Raimundo Fitero
DE REOJO

Varados

Deben estar los generales de Vox desplegando los mapas de su guerra interminable porque han cantado el gordo dos emigrantes y ha tocado de manera muy abundante por Catalunya. Superado otro año el primer día del invierno sin novedad en la cuenta corriente, nos queda la aventura del saber. O del entender. O el de descifrar. ERC ha celebrado su congreso y parece que todo va viento en popa, que están dispuestos a que el día de la epifanía se pueda tener gobierno en el Reino de España y que todo se andará. Por eso los generales que obtuvieron acta de diputado con Vox y que fueron altos cargos militares con el PSOE, hablan con palabras mayores sobre esta posibilidad. Y estos señores tan bien afeitados saben dónde están los sables y los cuartos de banderas. Y no parece que entiendan de manera muy nítida lo que significa la democracia y la pluralidad. 

Ahora viene los atascos ideológicos, los atascos intestinales y los atascos ferroviarios. Parece que sea una broma, pero una avería en el AVE a su paso por Madrid creó un caos de muchas horas en diversos puntos de la red. Esta costumbre tan antigua de hacer comunicaciones radiales provoca estas neurosis. Ha habido fuertes vientos, pero que caiga una catenaria es negligencia y nos coloca ante el terror por falta de mantenimiento.
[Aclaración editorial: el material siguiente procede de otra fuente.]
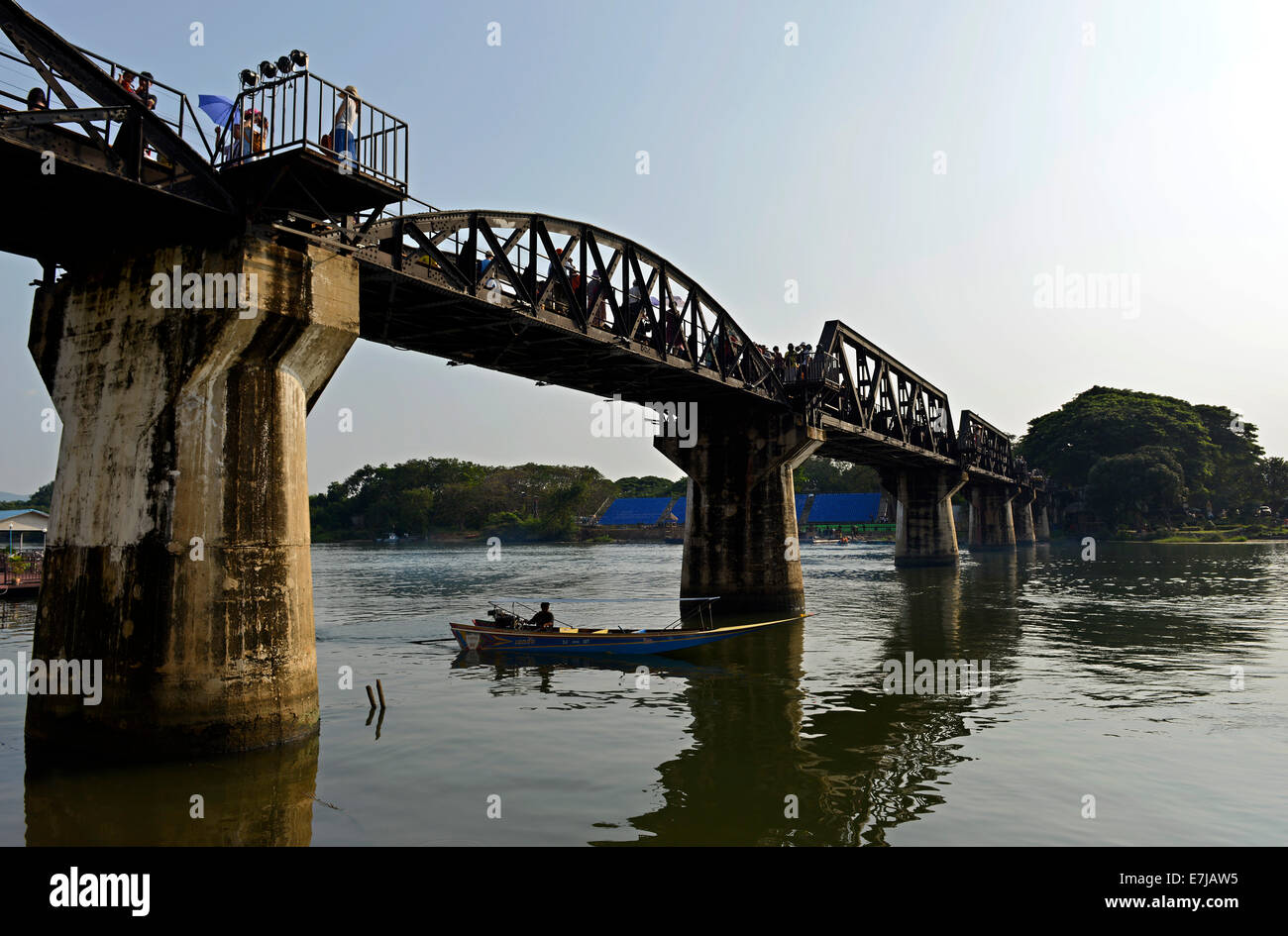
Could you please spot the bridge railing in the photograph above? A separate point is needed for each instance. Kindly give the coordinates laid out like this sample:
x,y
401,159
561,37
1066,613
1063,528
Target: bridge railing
x,y
303,111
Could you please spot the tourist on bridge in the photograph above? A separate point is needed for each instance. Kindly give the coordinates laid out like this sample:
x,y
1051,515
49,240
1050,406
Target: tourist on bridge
x,y
344,134
592,296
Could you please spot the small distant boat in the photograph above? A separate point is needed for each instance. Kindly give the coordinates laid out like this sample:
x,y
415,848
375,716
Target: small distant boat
x,y
507,634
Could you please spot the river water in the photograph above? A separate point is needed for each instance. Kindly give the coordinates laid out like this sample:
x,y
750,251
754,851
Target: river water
x,y
1147,686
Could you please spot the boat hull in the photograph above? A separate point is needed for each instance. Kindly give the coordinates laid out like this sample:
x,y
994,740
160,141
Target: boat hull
x,y
483,638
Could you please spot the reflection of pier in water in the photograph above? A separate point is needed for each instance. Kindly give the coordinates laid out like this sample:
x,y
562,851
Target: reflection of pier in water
x,y
864,761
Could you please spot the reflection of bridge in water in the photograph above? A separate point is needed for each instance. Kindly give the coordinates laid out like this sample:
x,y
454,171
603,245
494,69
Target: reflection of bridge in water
x,y
183,408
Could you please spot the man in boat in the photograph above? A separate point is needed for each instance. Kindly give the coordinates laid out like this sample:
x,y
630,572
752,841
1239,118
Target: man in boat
x,y
542,618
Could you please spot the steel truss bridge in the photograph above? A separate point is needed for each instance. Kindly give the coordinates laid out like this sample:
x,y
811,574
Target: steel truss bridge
x,y
561,301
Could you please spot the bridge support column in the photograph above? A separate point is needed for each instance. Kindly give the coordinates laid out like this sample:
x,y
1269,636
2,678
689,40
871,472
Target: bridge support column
x,y
739,529
1041,519
925,531
993,527
179,532
1021,512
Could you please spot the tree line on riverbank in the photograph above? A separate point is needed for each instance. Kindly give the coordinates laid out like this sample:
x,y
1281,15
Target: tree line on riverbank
x,y
531,501
1144,460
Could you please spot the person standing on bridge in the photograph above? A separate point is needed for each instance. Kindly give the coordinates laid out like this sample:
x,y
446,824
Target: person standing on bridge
x,y
343,136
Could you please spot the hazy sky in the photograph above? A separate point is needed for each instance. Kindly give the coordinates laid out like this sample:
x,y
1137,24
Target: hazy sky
x,y
917,167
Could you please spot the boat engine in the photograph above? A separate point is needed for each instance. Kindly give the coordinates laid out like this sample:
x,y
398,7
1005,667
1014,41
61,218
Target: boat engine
x,y
502,617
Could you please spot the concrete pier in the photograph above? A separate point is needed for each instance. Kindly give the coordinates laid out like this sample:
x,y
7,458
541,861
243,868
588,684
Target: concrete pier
x,y
925,531
993,525
739,531
1021,514
179,532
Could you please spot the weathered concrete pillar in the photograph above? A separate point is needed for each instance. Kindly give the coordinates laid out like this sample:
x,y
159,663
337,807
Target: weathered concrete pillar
x,y
1041,519
925,532
739,529
1021,512
179,532
993,525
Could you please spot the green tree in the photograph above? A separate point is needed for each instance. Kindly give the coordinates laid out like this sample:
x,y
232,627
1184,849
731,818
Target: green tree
x,y
1138,486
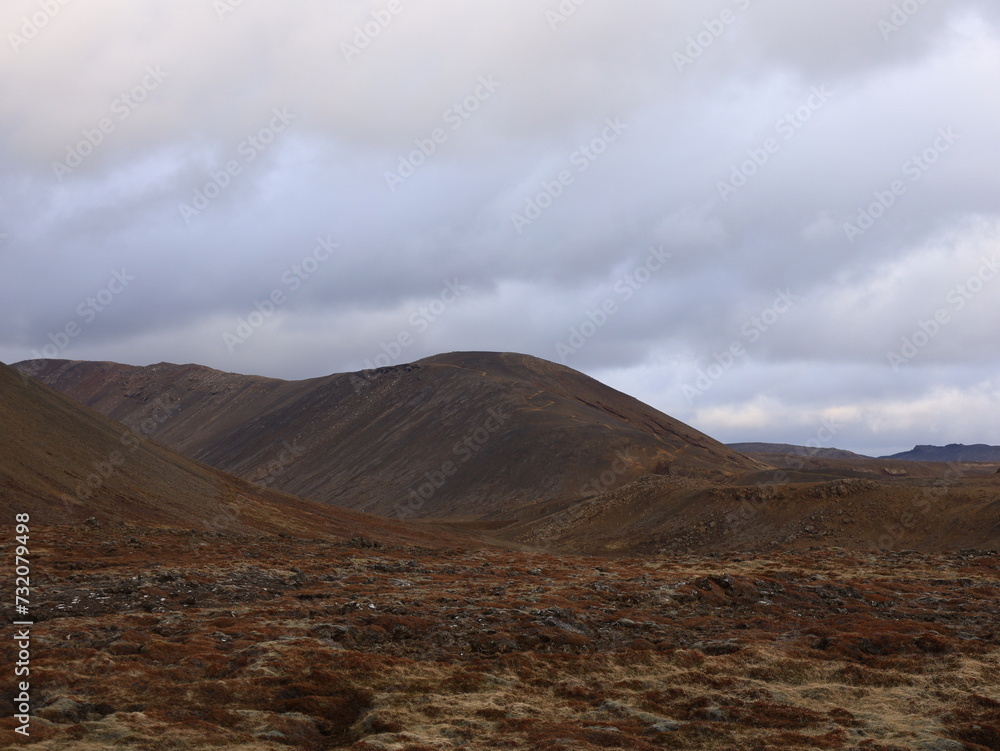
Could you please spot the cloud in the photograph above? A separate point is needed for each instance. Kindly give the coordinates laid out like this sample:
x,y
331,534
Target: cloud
x,y
742,138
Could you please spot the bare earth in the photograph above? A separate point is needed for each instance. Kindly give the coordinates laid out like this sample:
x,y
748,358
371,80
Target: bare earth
x,y
168,639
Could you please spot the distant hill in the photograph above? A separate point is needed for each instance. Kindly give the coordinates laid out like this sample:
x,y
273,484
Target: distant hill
x,y
61,461
459,435
953,452
787,448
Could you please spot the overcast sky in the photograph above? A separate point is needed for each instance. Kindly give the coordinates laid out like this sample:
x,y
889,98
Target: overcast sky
x,y
776,221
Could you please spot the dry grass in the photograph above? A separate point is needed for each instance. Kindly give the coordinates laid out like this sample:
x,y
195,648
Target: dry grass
x,y
178,641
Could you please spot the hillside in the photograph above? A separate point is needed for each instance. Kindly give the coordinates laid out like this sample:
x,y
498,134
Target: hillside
x,y
953,452
63,462
787,448
459,435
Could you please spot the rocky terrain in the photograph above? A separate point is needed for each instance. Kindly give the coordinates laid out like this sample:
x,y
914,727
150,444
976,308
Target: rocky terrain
x,y
953,452
172,639
775,601
523,453
457,435
787,448
61,461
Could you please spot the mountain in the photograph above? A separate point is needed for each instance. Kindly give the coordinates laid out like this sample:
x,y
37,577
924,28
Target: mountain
x,y
787,448
953,452
462,435
63,462
525,453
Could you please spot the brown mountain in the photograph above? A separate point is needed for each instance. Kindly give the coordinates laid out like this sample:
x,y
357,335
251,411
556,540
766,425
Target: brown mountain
x,y
462,435
953,452
534,454
63,462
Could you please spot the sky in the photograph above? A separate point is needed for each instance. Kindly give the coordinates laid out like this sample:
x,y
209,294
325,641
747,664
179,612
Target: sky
x,y
774,221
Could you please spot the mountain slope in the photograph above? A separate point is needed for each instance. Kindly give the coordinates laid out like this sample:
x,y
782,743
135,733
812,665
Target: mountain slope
x,y
459,435
953,452
63,462
787,448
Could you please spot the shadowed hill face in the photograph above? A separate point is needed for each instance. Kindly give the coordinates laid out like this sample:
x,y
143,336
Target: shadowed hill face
x,y
462,435
62,462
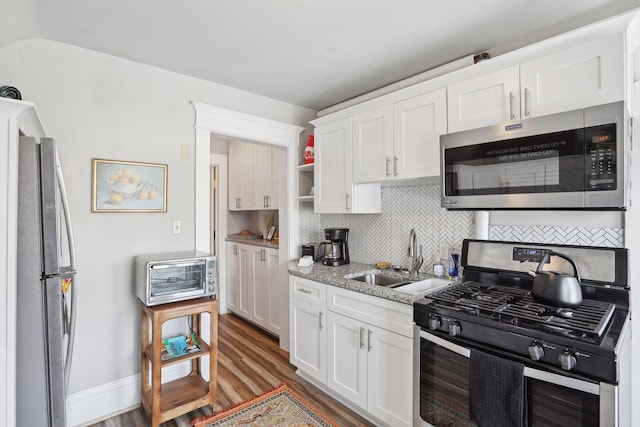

Pasar los viajeros de todas las edades que ocupaban todos los asientos cuatro horas varados, sin luz ni recursos básicos, en una vía cercada por vallas, sin posibilidad de salir andando ni que nadie te rescate, es tema de una serie de televisión de esas que dicen que son tan buenas y que nacen como las setas. Pero es asunto para entender que nada es lo que parece.

Que los villancicos nos arrullen, que la tarjeta de crédito no chille, que la misericordia nos prevenga de subidas de glucosa, y que los cuñados vengan peinados.